Personal information
- Born: May 30, 1960 (age 65) Philadelphia, Pennsylvania, U.S.
- Listed height: 6 ft 2 in (1.88 m)
- Listed weight: 190 lb (86 kg)

Career information
- High school: Bishop Watterson (Columbus, Ohio)
- College: Notre Dame
- NFL draft: 1982: 3rd round, 76th overall pick

Career history
- New Orleans Saints (1982–1983); Los Angeles Raiders (1985)*;
- * Offseason and/or practice squad member only

Awards and highlights
- First-team All-American (1981);
- Stats at Pro Football Reference

= John Krimm =

American football player (born 1960)

John Joseph Krimm Jr. (born May 30, 1960) is an American former professional football player who was a defensive back in the National Football League (NFL).

Krimm was born in Philadelphia, Pennsylvania and lived there until age 13, getting his start in football in the local youth leagues.
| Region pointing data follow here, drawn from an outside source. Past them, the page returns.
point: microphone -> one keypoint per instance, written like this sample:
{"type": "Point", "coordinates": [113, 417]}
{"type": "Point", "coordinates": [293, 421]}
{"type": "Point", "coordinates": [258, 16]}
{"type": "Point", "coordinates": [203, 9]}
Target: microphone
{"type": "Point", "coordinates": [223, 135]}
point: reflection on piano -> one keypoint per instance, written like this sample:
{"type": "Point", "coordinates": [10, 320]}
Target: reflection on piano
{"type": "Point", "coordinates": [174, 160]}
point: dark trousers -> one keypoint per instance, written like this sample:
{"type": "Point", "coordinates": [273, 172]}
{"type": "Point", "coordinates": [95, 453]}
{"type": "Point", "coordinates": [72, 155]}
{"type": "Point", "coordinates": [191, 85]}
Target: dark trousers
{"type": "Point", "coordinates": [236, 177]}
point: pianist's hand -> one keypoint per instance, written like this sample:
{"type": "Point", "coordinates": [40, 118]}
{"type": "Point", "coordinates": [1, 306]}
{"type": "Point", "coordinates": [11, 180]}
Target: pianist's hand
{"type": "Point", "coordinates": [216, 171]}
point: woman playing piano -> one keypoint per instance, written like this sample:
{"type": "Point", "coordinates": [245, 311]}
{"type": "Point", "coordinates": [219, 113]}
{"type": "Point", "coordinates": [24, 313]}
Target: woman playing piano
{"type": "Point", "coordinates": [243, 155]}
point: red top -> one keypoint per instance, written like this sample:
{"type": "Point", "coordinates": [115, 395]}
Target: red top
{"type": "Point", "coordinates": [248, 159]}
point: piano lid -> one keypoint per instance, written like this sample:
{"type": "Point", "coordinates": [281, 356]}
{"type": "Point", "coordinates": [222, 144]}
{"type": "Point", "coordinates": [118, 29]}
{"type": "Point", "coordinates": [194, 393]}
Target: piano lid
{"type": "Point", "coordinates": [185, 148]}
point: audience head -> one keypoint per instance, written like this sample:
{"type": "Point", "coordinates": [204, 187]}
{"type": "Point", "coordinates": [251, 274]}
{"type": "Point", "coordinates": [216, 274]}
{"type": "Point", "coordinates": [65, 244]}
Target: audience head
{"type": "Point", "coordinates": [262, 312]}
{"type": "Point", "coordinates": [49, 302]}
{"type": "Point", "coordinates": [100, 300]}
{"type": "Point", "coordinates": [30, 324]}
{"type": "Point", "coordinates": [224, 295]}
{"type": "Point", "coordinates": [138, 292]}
He played scholastically at Bishop Watterson High School in Columbus, Ohio. He played collegiately for the Notre Dame Fighting Irish, where, as a senior, he was honored as a first-team All-American by Gannett News Service, the Newspaper Enterprise Association, and The Sporting News.

Krimm graduated magna cum laude in Philosophy. He was the recipient of an NCAA post-graduate scholarship and spent a summer in Washington, D.C. as a Congressional Intern.

Selected by the New Orleans Saints in the third-round of the 1982 NFL draft, Krimm was active for all nine games during the shortened season. He hyperextended his left knee during training camp in 1983, and spent the season on the injured reserve list. He was released by the Saints during the 1984 preseason.

The Los Angeles Raiders gave Krimm a tryout in 1985, but he pulled a hamstring in training camp and was released.

Krimm had three aunts and two uncles who were members of the Roman Catholic clergy.